Avant de raconter les scènes dont je fus témoin dans l’hacienda, Je dois dire en quoi consistent les métairies qui portent ce nom au Mexique. Dans les contrées centrales de la république, les haciendas sont pour ainsi dire des forteresses, bien qu’elles n’aient ni ponts-levis, ni tours, ni fossés. Construites en pierres de taille ou en briques, avec leurs terrasses crénelées, leurs portes massives, les barreaux de fer de leurs fenêtres, elles peuvent être facilement défendues. L’histoire des guerres civiles du Mexique depuis quelques années est féconde en exemples de sièges réguliers soutenus par ces espèces de manoirs féodaux. Ce dernier mot est exact, bien qu’appliqué à une république : les tenanciers de ces haciendas ne sont, à proprement parler, que des vassaux, pour ne pas dire des serfs. Construites au milieu de vastes solitudes, ces métairies voient se grouper autour de leur enceinte un grand nombre de familles errantes, heureuses de trouver, dans les momens de crise, une protection dans les murs des fermes, du travail sur leurs terres et une consolation religieuse dans leurs chapelles. La condition de ces travailleurs est certes inférieure à celle des nègres de nos colonies, car ils ne peuvent pas, comme eux, racheter leur liberté par leur travail. Les propriétaires les paient, il est vrai, en argent ; mais au bout de quelques jours, forcé d’acheter de son maître, qui les vend à un prix quintuple de leur valeur, tous les objets de consommation, le travailleur libre du Mexique devient bientôt un débiteur tellement insolvable, qu’il ne peut même s’acquitter par toute une vie de labeur, tant le salaire qu’il reçoit est inférieur à la dépense que le monopole lui impose !
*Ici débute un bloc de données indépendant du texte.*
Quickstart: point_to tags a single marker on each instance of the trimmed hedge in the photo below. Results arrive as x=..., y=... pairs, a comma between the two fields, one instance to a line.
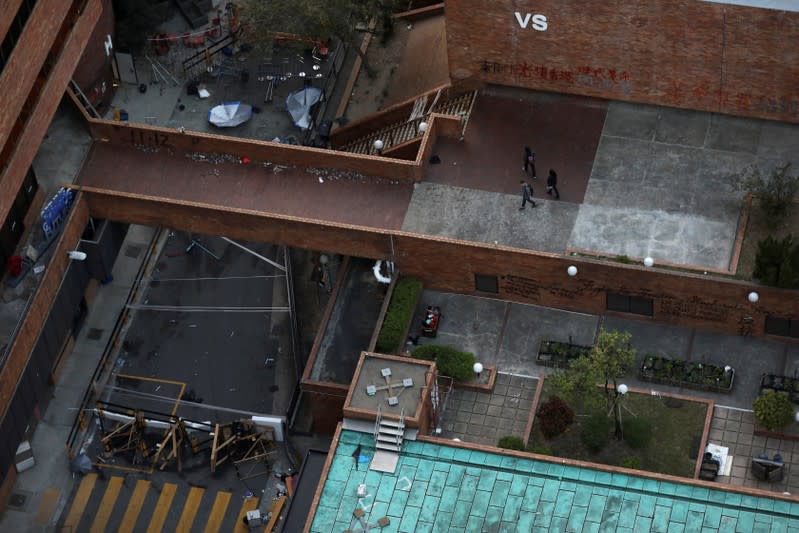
x=449, y=360
x=398, y=314
x=554, y=416
x=510, y=442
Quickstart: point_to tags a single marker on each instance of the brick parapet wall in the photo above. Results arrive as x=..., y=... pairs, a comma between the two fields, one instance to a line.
x=682, y=53
x=691, y=300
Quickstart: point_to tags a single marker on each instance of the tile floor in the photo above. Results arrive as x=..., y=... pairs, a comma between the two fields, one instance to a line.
x=448, y=489
x=482, y=417
x=735, y=429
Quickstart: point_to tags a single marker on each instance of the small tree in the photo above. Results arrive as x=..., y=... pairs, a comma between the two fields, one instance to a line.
x=610, y=359
x=773, y=410
x=449, y=360
x=774, y=193
x=777, y=262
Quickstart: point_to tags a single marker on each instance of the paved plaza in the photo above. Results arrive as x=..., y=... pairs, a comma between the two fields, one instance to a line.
x=485, y=417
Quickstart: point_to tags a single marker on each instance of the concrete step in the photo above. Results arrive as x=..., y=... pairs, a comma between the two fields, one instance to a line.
x=391, y=430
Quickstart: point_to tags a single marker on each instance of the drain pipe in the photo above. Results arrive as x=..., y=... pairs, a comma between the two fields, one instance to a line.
x=378, y=275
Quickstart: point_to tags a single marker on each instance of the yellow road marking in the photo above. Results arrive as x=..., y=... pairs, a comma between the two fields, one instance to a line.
x=248, y=505
x=80, y=501
x=217, y=512
x=162, y=508
x=134, y=506
x=190, y=509
x=107, y=504
x=47, y=506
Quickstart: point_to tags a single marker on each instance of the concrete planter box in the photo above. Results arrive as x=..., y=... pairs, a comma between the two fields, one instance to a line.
x=559, y=354
x=674, y=372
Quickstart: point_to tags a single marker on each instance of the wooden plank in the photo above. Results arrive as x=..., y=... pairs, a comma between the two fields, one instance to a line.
x=248, y=505
x=162, y=508
x=107, y=504
x=80, y=501
x=134, y=506
x=217, y=515
x=190, y=509
x=276, y=508
x=47, y=506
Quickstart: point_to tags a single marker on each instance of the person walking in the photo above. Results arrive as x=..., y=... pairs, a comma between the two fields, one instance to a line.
x=552, y=184
x=529, y=161
x=527, y=195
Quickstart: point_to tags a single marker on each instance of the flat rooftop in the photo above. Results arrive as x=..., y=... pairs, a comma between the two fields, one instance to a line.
x=447, y=488
x=370, y=375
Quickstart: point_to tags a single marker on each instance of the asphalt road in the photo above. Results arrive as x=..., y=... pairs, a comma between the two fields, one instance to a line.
x=226, y=359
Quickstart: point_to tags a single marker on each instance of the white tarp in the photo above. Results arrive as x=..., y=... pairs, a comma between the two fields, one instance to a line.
x=299, y=105
x=230, y=114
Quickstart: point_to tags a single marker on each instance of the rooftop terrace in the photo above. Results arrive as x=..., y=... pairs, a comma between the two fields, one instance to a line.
x=448, y=488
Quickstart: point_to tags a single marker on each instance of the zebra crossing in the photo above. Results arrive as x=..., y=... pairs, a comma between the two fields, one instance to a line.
x=128, y=505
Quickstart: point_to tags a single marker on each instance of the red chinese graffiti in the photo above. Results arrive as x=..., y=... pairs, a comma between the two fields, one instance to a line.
x=585, y=76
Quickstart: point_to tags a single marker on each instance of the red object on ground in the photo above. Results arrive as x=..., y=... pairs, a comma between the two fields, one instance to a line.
x=14, y=265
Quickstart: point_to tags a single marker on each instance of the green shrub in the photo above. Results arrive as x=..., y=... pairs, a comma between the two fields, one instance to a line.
x=449, y=360
x=637, y=432
x=773, y=410
x=541, y=450
x=596, y=432
x=631, y=462
x=777, y=262
x=510, y=442
x=554, y=416
x=398, y=314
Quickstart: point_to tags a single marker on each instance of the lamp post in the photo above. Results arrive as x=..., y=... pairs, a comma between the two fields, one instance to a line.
x=478, y=369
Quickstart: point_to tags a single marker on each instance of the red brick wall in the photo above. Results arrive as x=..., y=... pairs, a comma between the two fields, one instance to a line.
x=42, y=113
x=42, y=301
x=682, y=53
x=94, y=68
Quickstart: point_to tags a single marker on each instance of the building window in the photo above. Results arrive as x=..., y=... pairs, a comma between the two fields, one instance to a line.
x=630, y=304
x=784, y=327
x=484, y=283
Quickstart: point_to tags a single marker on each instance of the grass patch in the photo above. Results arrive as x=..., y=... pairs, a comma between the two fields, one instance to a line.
x=757, y=230
x=676, y=428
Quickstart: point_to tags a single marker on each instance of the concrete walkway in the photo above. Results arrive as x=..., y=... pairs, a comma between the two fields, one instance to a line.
x=508, y=335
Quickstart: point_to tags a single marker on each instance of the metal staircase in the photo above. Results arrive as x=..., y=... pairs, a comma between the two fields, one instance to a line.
x=401, y=132
x=389, y=435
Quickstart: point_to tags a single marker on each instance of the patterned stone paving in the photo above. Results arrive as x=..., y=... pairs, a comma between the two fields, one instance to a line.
x=448, y=489
x=734, y=429
x=483, y=417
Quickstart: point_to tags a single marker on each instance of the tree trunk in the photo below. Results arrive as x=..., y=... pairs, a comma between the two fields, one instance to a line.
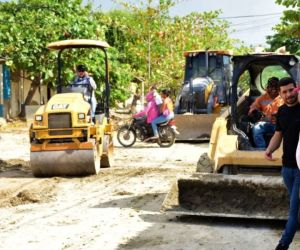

Ce qui est vrai des contrées centrales de la république peut aussi s’appliquer aux contrées reculées, comme celle où est située l’hacienda de la Noria. Seulement les haciendas, n’ayant pas été bâties par les Espagnols, n’ont pas l’air de grandeur qui caractérise tous les travaux des conquérans du Mexique. L’hacienda de la Noria était un bâtiment en pisé, recrépi et blanchi à la chaux. Ce bâtiment formait un

  1. Voyez Cayetano le contrebandier dans la livraison du 15 juillet 1846.